Jetzt ist der Egoismus zurück auf der grossen Bühne. Und niemand schämt sich dafür. Selbst EU-Chefin Ursula von der Leyen betont in ihrer Rede am Dienstag, dass «Tabus und Blockdenken» vorbei seien. Solange die EU ihren Platz unter den Mächtigen sichern kann, macht sie neu Geschäfte mit allen. Es zählen nur noch die nackten Wirtschaftsinteressen. Es zählt das Geld.
Investieren wird einfacher – und steht jetzt im Fokus
Das hat viel mit US-Präsident Donald Trump zu tun. Er wird seinen virtuellen Auftritt am WEF erst am Donnerstagabend haben. Doch die erste Frage an den WEF-Veranstaltungen ist meist nicht, wie es mit dem Klimawandel oder dem Umsetzen von Nachhaltigkeitszielen weitergehen soll. Sondern sie ist ganz trivial: Ist Donald Trump gut oder schlecht fürs Geschäft? Die Vertreter von Banken und Ölkonzernen hoffen darauf, dass es besser wird – weil Trump die entscheidenden Leute in der amerikanischen Regierung auswechselt.
Die meisten WEF-Gäste sind da, um Geschäfte zu machen. Sie treffen sich im Kongresszentrum und halten reihenweise Meetings ab. Sie machen Small Talk in der Wandelhalle des Kongresszentrums und in den Lobbys der Davoser Hotels. Dort ist es voll, dort drängen sich die Leute Schulter an Schulter, dort hofft jeder, nebenbei noch das eine oder andere Geschäft einzufädeln.
So spricht etwa ein Vertreter einer osteuropäischen Wirtschaftsagentur im Café des Kongresszentrums mit einer Investorin aus den USA. Sie verhandeln darüber, wie hoch der Steuerrabatt sein muss, damit sie investiert. «Wenn Sie jetzt einsteigen, dann wird sich Ihr Geld verdreifachen. Da können Sie sicher sein», so der Mann. Zum Handshake kommt es nicht sofort. Aber sollte dereinst ein Vertrag zustande kommen, werden sie sich daran zurückerinnern, dass sie ihn in Davos aufgegleist haben. Womit sich auch die Eintrittsgebühr für das WEF gelohnt haben wird.

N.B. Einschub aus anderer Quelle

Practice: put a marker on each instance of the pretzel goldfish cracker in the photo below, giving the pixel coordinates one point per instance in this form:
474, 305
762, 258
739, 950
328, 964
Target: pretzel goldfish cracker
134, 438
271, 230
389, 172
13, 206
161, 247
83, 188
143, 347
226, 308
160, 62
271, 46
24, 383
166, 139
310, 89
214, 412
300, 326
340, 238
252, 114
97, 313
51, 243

Larry Fink fasst die Stimmung an einem Anlass der Nachrichtenagentur Bloomberg in einem Satz zusammen: «Trump schafft die Bürokratie ab – und so wird es einfacher, Kapital zu investieren.» Dabei bringt der Chef des weltgrössten Vermögensverwalters Blackrock ein Hype-Thema mit Trump in Verbindung: künstliche Intelligenz. Fink glaubt, Trump werde dafür sorgen, dass die KI einen Sprung nach vorne macht. Weil er dafür ein offenes Ohr habe. Laut Fink sind in dem Sektor gigantische Investitionen notwendig – und irgendwer muss diese Investitionen managen.
Trump hat am Dienstag auch ein KI-Projekt mit dem Namen Stargate angekündigt. Mehrere Unternehmen, darunter die KI-Firma Open AI, wollen zuerst 100 Milliarden Dollar in die Technologie investieren. In den kommenden vier Jahren solle die Summe auf bis zu 500 Milliarden Dollar anwachsen, so der amerikanische Präsident.
Auch dieses Vorhaben regt die Fantasie der Firmenchefs an.
Verstehen die Leader die Gefahren? Guterres ist sich nicht sicher
UNO-Chef Guterres spricht hingegen über den Klimawandel, die Wichtigkeit der Regulierung von künstlicher Intelligenz – und über den Waffenstillstand zwischen Israel und der Hamas. Dass die UNO bei der Lösung von Konflikten weltweit nur noch eine kleine Rolle spielt, zeigte sich erst jüngst wieder am Deal für den Waffenstillstand im Nahen Osten. Die Amerikaner waren dort federführend, ebenso grosse Regionalmächte aus dem Nahen Osten.
Guterres sagt: «Wir sehen uns mit existenziellen Gefahren konfrontiert – und ich bin nicht davon überzeugt, dass die Leader dieser Welt das verstehen.» Letztes Jahr sei das heisseste in der Geschichte der Menschheit gewesen. Und obwohl die künstliche Intelligenz riesige Fortschritte gemacht habe, gebe es kaum Schritte in Richtung einer Regulierung.
All das zählt Guterres auf, nur eben: Es hört ihm fast niemand zu.